Thursday, February 18, 2010

A New Beginning

My oldest daughter is over 2 1/2 years old. I have recruited her to help with the garden this year. The magic words to get her involved are "get your hands dirty." She will ask me, "Daddy, can I get my hands dirty?" which means she wants to mix soil. I've got some old pots and a half a flat. We mixed some compost and manure and vermiculite and we have some sprouts growing: squash, tomatoes, peppers, cukes. Not a lot of them. She liked mixing the soil and watering the seeds but found the planting rather anti-climactic. Telling her they will have fruit in 80 or 100 days wasn't really meaningful.

I did turn the east bed and cover it with manure, blood meal, and lime. I've got a 55 gallon drum of compost tea brewing. I should get a chance to turn and enrich the west bed here in a week or two. I'll also be able to use my chipper/shredder to make some mulch.

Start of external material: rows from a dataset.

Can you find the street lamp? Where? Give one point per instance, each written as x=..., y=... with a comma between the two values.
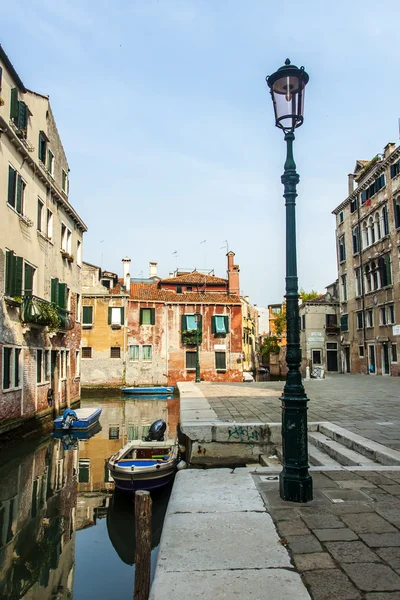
x=287, y=90
x=197, y=318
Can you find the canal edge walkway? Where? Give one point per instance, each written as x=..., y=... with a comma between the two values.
x=219, y=541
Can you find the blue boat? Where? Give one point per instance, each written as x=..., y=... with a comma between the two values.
x=79, y=419
x=155, y=391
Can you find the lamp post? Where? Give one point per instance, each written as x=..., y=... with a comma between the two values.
x=295, y=484
x=197, y=318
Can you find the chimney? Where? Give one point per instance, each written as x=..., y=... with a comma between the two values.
x=233, y=275
x=152, y=270
x=127, y=276
x=388, y=149
x=351, y=183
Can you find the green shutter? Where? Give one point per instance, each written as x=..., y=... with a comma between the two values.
x=20, y=184
x=87, y=315
x=226, y=319
x=28, y=284
x=54, y=290
x=11, y=186
x=10, y=267
x=62, y=295
x=18, y=276
x=14, y=105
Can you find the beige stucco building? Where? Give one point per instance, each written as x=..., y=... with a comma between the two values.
x=368, y=252
x=40, y=259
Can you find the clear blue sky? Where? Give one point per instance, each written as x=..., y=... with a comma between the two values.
x=168, y=126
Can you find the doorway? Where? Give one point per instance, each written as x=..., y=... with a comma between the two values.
x=371, y=360
x=385, y=360
x=331, y=356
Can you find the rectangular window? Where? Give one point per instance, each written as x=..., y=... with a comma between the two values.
x=46, y=360
x=42, y=146
x=49, y=224
x=316, y=357
x=115, y=315
x=133, y=352
x=39, y=366
x=29, y=276
x=50, y=162
x=220, y=361
x=343, y=280
x=87, y=315
x=344, y=325
x=190, y=360
x=390, y=314
x=220, y=324
x=87, y=352
x=358, y=282
x=64, y=181
x=115, y=352
x=394, y=352
x=342, y=249
x=147, y=352
x=356, y=239
x=40, y=215
x=147, y=316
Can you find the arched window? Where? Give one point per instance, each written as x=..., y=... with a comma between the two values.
x=377, y=226
x=365, y=237
x=372, y=238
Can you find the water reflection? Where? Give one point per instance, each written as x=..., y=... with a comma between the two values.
x=59, y=517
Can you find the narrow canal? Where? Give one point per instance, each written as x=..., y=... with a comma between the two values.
x=64, y=532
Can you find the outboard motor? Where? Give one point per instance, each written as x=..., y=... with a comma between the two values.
x=156, y=431
x=69, y=417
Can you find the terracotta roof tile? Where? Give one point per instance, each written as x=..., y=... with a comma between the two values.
x=196, y=277
x=151, y=293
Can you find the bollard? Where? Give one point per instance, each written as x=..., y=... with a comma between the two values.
x=143, y=504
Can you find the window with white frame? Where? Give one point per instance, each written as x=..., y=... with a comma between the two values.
x=11, y=368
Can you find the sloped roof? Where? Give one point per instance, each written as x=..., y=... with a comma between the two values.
x=196, y=277
x=152, y=293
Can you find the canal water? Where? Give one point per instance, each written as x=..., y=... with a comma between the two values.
x=64, y=532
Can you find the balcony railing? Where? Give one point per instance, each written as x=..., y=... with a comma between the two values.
x=37, y=311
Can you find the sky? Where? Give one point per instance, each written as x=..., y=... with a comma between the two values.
x=168, y=126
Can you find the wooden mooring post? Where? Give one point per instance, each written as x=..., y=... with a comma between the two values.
x=143, y=504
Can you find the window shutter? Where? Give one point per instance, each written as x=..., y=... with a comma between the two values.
x=10, y=266
x=11, y=186
x=54, y=290
x=14, y=105
x=18, y=276
x=226, y=319
x=62, y=295
x=18, y=206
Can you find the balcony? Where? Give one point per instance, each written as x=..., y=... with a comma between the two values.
x=37, y=311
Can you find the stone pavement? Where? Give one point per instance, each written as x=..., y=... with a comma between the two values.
x=346, y=542
x=367, y=405
x=219, y=540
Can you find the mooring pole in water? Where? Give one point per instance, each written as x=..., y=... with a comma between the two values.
x=143, y=504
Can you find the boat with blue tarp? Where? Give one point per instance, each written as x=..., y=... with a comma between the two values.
x=155, y=391
x=78, y=419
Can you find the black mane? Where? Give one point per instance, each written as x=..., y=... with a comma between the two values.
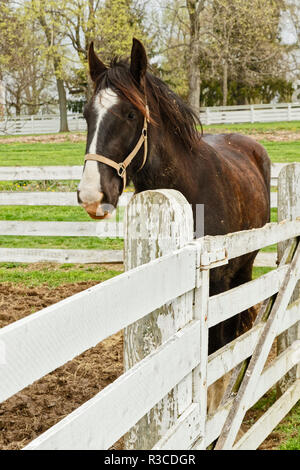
x=166, y=108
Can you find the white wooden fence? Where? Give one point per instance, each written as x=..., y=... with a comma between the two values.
x=112, y=229
x=250, y=113
x=209, y=115
x=165, y=308
x=35, y=124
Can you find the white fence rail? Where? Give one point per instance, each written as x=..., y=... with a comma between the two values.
x=209, y=115
x=250, y=113
x=35, y=124
x=110, y=229
x=165, y=308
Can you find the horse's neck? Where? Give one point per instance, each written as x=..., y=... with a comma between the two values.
x=166, y=166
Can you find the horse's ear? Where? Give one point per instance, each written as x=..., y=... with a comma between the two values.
x=138, y=63
x=96, y=66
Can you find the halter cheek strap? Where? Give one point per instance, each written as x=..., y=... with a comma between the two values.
x=121, y=167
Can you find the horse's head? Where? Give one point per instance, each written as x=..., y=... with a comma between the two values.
x=117, y=127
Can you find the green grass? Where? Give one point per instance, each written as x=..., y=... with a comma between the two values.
x=47, y=213
x=289, y=430
x=54, y=275
x=71, y=153
x=72, y=243
x=22, y=154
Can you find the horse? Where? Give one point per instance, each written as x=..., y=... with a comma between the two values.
x=141, y=131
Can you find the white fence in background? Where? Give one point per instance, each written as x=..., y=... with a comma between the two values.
x=250, y=113
x=35, y=124
x=106, y=228
x=48, y=124
x=165, y=308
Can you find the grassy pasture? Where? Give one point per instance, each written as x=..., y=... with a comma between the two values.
x=53, y=275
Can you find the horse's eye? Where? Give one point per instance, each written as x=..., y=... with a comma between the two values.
x=131, y=115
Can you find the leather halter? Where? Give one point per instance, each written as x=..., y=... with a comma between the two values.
x=121, y=167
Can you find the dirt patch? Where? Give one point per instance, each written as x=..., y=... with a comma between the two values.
x=38, y=407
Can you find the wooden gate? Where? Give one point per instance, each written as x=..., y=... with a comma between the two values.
x=164, y=307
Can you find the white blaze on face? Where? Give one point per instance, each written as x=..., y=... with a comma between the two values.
x=90, y=184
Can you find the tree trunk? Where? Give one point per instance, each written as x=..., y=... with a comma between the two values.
x=225, y=84
x=194, y=8
x=62, y=105
x=194, y=80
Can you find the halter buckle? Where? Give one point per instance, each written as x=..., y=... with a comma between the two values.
x=121, y=170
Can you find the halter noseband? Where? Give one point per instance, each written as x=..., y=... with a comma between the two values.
x=121, y=167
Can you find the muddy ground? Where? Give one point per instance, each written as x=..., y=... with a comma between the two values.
x=39, y=406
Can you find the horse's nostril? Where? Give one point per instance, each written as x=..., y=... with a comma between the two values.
x=78, y=198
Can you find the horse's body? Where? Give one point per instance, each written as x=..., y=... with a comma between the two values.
x=229, y=174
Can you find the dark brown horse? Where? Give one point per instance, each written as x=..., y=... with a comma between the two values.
x=229, y=174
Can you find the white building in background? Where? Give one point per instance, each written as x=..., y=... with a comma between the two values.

Temps are in the 30s this week and though I'm anxious to get onions and carrots in the ground (I may sneak in some beets and radishes) I think they wouldn't do well. I don't have a lot of indoor space for getting things started early, so I'm going to plant seeds, let them sprout, then mulch.

Heavy on my mind is the vine borers. Two years ago they shut down my zooks and crooknecks and butternuts and even put a heavy dent in my cukes. When I search online for insect netting, I end up on British websites. Are they only sold in the U.K.? This year I will capture a vine borer adult. I want to get some pictures of the little beastie. I've seen one before. They lay eggs on the vine, then the larva bores into the vine and travels along inside, munching toward the heart of the plant. Everything on the vine away from the root dies. There is no sign of the larva except the pinhole entry wound, often surrounded by some yellow frass, and the dead vine itself. Once the bugger is in there, if you can find him, you can stick him with a pin--just poke it through the vine and kill him. Unfortunately, it would take daily inspection of every vine to stay on top of the problem and save my plants. I just won't have that kind of time. I will have maybe a 20 minute window each morning to water, weed, and inspect my plants.

So my strategy is to keep the adult vine borers from getting to the plants by covering them with fine mesh nets. I realize this will keep my pollenators out, as well. I will have to pollenate my plants by hand. I'll get a few cheap paint brushes and make the pollenating part of the routine.

The other option I'm considering is neem oil. I have used spray on soap in the past, but it is a tiresome and repetitive chore and never seems to be effective enough. Neem oil is expensive. $10 for an 8 ounce bottle. I'm not sure how far that will go. I'll have to do more research on it.

I'll try to get some pictures up soon. Also, soil testing. Maybe my daughter will help me with the soil testing this weekend.